AI & TechArtificial IntelligenceBusinessNewswireTechnology

Brands Unite to Monetize AI Training Data with New Licensing Standard

▼ Summary

– Major publishers have introduced Really Simple Licensing (RSL), a new standard allowing websites to demand compensation from AI companies for data scraping and training.
– RSL enables publishers to embed licensing and royalty terms directly into files like robots.txt, offering subscription, pay-per-crawl, or pay-per-inference fee options.
– The RSL Collective, led by industry figures, is promoting this standard as a scalable business model for the web, with support from companies like Reddit, Yahoo, and Fastly.
– RSL’s effectiveness depends on cooperation from AI companies, as enforcement may be challenging without widespread adoption and compliance.
– Parallel efforts, such as Cloudflare’s default blocking of AI crawlers and pay-per-crawl system, reflect a broader industry push to reshape how AI firms access training data.

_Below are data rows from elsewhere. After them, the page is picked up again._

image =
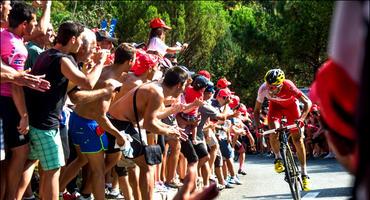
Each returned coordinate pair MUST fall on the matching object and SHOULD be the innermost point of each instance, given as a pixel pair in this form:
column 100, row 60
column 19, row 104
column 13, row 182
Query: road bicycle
column 292, row 173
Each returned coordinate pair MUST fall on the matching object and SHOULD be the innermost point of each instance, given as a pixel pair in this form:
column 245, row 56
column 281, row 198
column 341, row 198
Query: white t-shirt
column 156, row 44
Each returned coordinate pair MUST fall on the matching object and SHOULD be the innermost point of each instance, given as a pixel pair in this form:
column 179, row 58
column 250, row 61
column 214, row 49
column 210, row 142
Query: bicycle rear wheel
column 291, row 173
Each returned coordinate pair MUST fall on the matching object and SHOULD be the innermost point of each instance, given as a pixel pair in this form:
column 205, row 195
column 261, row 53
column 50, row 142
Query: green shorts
column 46, row 146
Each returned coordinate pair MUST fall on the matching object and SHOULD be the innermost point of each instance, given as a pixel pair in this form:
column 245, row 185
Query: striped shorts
column 2, row 143
column 46, row 146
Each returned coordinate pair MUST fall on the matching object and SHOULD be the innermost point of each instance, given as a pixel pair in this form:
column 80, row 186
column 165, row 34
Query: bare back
column 149, row 100
column 96, row 109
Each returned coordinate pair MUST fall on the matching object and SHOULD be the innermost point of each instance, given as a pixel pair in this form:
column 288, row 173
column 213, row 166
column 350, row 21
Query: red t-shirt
column 190, row 96
column 288, row 94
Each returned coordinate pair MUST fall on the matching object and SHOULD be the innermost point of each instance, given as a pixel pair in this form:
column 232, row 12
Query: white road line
column 311, row 195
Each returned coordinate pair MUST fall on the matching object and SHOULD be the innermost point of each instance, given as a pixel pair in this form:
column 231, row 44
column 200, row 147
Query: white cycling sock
column 303, row 170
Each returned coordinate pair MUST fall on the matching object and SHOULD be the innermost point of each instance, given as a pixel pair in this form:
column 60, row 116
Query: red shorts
column 276, row 112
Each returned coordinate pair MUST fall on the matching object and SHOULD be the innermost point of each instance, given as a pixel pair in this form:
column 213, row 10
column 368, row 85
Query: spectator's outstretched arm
column 44, row 23
column 9, row 74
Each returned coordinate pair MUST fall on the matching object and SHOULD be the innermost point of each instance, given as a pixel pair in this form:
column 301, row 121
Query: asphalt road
column 328, row 181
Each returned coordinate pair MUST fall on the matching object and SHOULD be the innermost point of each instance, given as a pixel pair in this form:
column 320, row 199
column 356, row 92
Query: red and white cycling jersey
column 288, row 94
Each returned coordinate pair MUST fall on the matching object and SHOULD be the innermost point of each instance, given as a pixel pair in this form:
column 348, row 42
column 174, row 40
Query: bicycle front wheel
column 291, row 173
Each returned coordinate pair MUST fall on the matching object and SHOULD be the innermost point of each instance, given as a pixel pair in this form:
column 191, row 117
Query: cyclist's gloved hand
column 300, row 123
column 259, row 132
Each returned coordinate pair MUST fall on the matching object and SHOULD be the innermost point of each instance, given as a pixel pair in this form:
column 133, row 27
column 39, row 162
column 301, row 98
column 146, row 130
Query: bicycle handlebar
column 279, row 129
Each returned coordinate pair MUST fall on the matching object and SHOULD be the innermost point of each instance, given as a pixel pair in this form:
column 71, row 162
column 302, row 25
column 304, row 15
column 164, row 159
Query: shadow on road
column 323, row 193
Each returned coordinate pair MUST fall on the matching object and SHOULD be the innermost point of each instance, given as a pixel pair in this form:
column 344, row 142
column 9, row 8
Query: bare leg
column 230, row 167
column 2, row 179
column 125, row 187
column 146, row 178
column 205, row 170
column 182, row 166
column 274, row 140
column 224, row 169
column 133, row 176
column 15, row 169
column 212, row 157
column 301, row 151
column 96, row 163
column 111, row 160
column 72, row 169
column 26, row 178
column 219, row 175
column 172, row 159
column 50, row 186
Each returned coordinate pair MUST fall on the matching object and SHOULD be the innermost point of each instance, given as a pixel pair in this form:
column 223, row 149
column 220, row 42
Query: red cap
column 314, row 108
column 242, row 108
column 158, row 23
column 224, row 93
column 234, row 102
column 143, row 62
column 250, row 110
column 205, row 73
column 223, row 83
column 337, row 95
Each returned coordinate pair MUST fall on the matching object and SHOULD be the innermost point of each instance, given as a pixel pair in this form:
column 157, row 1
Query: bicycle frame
column 292, row 173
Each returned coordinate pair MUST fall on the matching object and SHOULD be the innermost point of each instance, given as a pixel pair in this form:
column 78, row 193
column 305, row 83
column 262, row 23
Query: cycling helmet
column 234, row 102
column 275, row 77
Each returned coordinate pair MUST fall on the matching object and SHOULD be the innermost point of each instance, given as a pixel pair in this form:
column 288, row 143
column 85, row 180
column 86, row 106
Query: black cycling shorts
column 128, row 127
column 11, row 118
column 201, row 150
column 188, row 150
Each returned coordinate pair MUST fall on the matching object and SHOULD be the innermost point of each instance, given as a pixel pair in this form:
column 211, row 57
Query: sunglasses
column 274, row 87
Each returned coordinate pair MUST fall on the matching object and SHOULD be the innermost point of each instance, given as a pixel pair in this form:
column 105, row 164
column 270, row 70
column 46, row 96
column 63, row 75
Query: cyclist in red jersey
column 283, row 98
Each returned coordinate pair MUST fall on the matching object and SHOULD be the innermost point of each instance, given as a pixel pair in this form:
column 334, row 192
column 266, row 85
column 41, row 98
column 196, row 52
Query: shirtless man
column 149, row 101
column 84, row 128
column 144, row 69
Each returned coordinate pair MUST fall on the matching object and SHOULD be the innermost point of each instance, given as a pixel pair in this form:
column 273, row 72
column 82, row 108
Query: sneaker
column 160, row 187
column 174, row 184
column 235, row 180
column 306, row 183
column 220, row 187
column 85, row 198
column 242, row 172
column 228, row 185
column 329, row 156
column 114, row 194
column 213, row 179
column 279, row 166
column 68, row 196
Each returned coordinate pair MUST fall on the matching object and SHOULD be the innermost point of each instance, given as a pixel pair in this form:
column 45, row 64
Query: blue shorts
column 226, row 149
column 83, row 133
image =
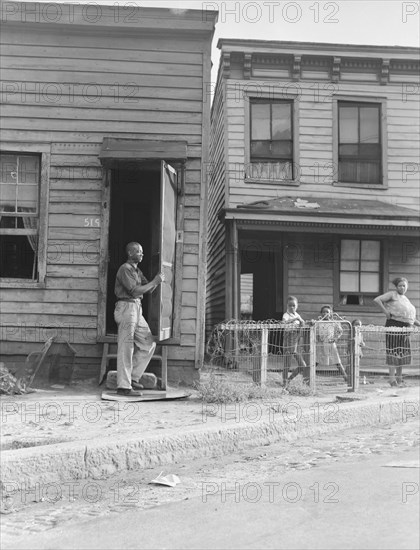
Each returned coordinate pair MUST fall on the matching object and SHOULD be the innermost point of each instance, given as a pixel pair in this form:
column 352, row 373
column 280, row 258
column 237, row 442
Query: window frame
column 361, row 100
column 270, row 97
column 44, row 151
column 383, row 273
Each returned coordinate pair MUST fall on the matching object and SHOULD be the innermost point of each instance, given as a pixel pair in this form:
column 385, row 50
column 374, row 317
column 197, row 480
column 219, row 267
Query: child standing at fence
column 358, row 323
column 329, row 331
column 293, row 324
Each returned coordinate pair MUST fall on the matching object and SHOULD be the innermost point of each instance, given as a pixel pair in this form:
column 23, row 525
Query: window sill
column 251, row 181
column 360, row 185
column 21, row 283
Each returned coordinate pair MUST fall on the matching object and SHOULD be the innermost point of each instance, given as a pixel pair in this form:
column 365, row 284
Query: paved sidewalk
column 58, row 435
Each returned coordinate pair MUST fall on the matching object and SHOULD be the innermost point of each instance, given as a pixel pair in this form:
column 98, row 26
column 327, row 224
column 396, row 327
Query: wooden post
column 312, row 358
column 164, row 367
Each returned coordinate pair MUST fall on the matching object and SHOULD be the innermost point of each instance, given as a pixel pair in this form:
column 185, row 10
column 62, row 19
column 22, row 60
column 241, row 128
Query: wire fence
column 327, row 353
column 378, row 348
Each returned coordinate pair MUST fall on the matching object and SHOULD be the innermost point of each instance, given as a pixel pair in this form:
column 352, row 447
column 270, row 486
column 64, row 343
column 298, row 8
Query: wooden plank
column 29, row 332
column 103, row 126
column 61, row 233
column 25, row 348
column 102, row 53
column 73, row 271
column 100, row 66
column 124, row 96
column 87, row 84
column 93, row 135
column 53, row 319
column 123, row 42
column 87, row 113
column 48, row 296
column 85, row 209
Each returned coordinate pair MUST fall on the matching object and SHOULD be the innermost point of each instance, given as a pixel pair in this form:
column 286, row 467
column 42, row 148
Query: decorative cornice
column 270, row 59
column 335, row 72
column 325, row 225
column 360, row 64
column 294, row 66
column 226, row 65
column 247, row 66
column 297, row 62
column 406, row 66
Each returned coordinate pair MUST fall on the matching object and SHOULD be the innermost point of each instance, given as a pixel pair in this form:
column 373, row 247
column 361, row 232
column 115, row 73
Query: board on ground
column 147, row 395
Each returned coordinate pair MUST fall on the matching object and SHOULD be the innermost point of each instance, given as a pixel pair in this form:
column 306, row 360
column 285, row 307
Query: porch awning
column 115, row 150
column 323, row 214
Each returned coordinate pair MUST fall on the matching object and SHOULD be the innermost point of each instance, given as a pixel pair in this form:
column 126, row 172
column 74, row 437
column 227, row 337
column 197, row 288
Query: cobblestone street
column 47, row 507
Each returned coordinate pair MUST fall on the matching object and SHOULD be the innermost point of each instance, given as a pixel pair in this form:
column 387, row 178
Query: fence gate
column 265, row 352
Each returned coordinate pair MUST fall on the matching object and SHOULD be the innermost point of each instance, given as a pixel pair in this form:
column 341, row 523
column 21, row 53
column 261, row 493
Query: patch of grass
column 216, row 389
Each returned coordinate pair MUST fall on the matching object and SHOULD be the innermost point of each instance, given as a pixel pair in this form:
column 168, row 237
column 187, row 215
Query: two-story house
column 314, row 178
column 105, row 128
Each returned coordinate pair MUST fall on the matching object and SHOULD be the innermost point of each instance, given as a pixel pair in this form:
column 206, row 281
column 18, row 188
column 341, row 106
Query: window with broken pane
column 360, row 270
column 19, row 215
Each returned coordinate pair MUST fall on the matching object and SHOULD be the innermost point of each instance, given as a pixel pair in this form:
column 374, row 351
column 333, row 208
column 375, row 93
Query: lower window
column 360, row 271
column 20, row 176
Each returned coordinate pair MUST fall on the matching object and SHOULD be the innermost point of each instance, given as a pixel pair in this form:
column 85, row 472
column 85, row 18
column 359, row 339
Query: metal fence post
column 261, row 377
column 356, row 359
column 312, row 358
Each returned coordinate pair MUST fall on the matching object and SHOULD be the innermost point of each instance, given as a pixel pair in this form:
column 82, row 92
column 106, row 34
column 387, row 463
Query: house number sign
column 92, row 222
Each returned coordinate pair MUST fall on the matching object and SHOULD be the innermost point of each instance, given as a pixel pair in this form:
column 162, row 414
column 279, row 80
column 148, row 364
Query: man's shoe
column 128, row 392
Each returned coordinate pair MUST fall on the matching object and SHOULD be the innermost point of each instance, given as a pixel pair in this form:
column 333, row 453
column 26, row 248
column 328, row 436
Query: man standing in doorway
column 135, row 341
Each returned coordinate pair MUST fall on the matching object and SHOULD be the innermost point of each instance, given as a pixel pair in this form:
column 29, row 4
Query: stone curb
column 99, row 458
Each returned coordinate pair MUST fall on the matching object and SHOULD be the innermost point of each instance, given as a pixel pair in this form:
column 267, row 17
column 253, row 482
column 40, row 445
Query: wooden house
column 313, row 178
column 105, row 128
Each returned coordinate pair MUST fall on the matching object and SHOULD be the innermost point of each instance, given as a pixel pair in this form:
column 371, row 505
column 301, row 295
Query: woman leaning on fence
column 400, row 313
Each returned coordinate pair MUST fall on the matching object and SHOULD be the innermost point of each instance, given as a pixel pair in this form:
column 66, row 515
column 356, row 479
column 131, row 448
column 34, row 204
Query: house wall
column 71, row 87
column 315, row 136
column 246, row 71
column 309, row 275
column 215, row 306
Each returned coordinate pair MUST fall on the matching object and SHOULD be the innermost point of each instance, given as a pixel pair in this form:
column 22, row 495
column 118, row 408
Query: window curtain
column 30, row 222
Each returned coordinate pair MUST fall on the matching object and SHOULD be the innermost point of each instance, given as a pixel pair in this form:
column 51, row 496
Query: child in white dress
column 293, row 324
column 327, row 335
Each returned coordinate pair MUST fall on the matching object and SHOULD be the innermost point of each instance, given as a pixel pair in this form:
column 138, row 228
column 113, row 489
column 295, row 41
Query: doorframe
column 102, row 335
column 104, row 255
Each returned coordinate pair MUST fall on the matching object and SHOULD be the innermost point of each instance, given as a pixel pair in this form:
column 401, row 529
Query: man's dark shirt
column 128, row 277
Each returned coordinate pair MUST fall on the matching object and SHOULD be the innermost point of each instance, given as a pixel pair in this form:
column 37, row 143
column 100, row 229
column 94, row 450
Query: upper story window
column 271, row 139
column 360, row 271
column 359, row 143
column 20, row 178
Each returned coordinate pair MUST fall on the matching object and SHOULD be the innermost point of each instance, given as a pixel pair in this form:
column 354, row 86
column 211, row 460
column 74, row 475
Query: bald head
column 134, row 252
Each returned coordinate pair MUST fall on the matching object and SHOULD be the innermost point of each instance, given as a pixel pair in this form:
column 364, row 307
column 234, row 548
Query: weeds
column 298, row 387
column 216, row 389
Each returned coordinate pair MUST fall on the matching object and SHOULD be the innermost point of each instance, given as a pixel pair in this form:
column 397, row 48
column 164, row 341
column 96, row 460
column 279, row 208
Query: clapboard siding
column 241, row 77
column 215, row 307
column 72, row 87
column 312, row 282
column 315, row 161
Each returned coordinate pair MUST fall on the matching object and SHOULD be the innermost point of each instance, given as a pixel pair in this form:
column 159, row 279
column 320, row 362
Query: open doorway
column 134, row 216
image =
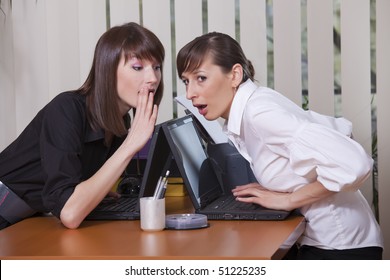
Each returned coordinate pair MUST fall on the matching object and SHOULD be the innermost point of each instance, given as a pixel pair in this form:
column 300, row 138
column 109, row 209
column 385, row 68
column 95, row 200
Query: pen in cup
column 161, row 186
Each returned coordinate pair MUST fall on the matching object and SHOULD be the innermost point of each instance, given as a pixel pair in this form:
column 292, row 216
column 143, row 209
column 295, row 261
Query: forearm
column 89, row 193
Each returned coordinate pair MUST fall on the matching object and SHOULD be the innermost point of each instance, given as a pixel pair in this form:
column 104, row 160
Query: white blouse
column 289, row 147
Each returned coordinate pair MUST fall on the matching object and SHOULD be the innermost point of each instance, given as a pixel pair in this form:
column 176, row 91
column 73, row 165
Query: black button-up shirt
column 54, row 153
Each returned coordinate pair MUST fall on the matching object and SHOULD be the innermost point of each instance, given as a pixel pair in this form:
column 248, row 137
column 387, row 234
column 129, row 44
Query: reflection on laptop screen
column 190, row 148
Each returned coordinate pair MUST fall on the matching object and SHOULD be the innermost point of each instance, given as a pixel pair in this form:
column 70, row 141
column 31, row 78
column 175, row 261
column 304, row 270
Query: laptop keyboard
column 230, row 202
column 122, row 203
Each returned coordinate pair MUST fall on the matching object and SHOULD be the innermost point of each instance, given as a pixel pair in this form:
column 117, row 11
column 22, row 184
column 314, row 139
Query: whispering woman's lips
column 202, row 109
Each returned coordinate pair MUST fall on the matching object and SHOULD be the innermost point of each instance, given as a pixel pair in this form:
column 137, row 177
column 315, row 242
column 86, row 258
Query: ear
column 237, row 75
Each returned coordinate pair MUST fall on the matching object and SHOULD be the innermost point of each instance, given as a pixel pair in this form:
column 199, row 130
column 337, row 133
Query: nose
column 190, row 92
column 152, row 76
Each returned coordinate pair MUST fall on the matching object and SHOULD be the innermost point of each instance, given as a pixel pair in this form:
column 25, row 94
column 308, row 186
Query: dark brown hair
column 100, row 87
column 223, row 49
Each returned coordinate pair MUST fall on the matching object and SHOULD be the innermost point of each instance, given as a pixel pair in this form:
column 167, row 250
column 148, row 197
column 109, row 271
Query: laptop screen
column 190, row 150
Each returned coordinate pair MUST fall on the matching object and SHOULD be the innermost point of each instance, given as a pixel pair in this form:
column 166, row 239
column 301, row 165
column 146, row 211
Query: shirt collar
column 233, row 124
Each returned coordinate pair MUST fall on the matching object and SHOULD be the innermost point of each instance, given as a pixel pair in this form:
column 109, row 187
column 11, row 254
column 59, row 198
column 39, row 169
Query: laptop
column 209, row 180
column 127, row 206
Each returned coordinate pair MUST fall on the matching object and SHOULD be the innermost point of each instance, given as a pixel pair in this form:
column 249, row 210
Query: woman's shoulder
column 67, row 101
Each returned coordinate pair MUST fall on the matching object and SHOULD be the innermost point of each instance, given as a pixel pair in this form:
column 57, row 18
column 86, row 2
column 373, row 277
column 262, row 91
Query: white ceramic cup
column 152, row 213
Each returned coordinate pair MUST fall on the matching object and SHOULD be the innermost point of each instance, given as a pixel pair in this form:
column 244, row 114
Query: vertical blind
column 46, row 47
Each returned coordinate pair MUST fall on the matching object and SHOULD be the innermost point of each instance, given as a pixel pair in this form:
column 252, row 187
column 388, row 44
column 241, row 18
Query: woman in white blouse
column 301, row 159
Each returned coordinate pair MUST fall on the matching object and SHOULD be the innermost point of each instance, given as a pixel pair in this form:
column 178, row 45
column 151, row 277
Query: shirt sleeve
column 339, row 162
column 61, row 143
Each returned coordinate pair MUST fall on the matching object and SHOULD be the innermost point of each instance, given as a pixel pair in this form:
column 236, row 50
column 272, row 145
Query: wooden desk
column 47, row 238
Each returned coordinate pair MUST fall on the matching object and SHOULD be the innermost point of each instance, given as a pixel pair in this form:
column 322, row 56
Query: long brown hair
column 100, row 87
column 223, row 49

A new licensing framework is gaining momentum among major digital publishers, offering a potential pathway to monetize content used for artificial intelligence training. Really Simple Licensing (RSL) represents a significant shift from the traditional binary approach of blocking or allowing web crawlers, introducing a structured method for content owners to seek compensation when their data is utilized by AI systems.

Until recently, publishers relied on robots.txt files to manage bot access, an all-or-nothing system that provided no mechanism for financial return. RSL changes that dynamic by enabling websites to embed specific licensing and royalty terms directly into their content, including online articles, videos, books, and datasets. This allows publishers to set various fee structures, such as subscriptions, pay-per-crawl arrangements, or even pay-per-inference models, where compensation is triggered each time an AI generates a response using licensed material.

It’s important to note that bots engaged in non-commercial activities, like search engine indexing or archival projects, can continue to operate without interruption. The new standard is designed specifically to address the growing use of web content for AI model training.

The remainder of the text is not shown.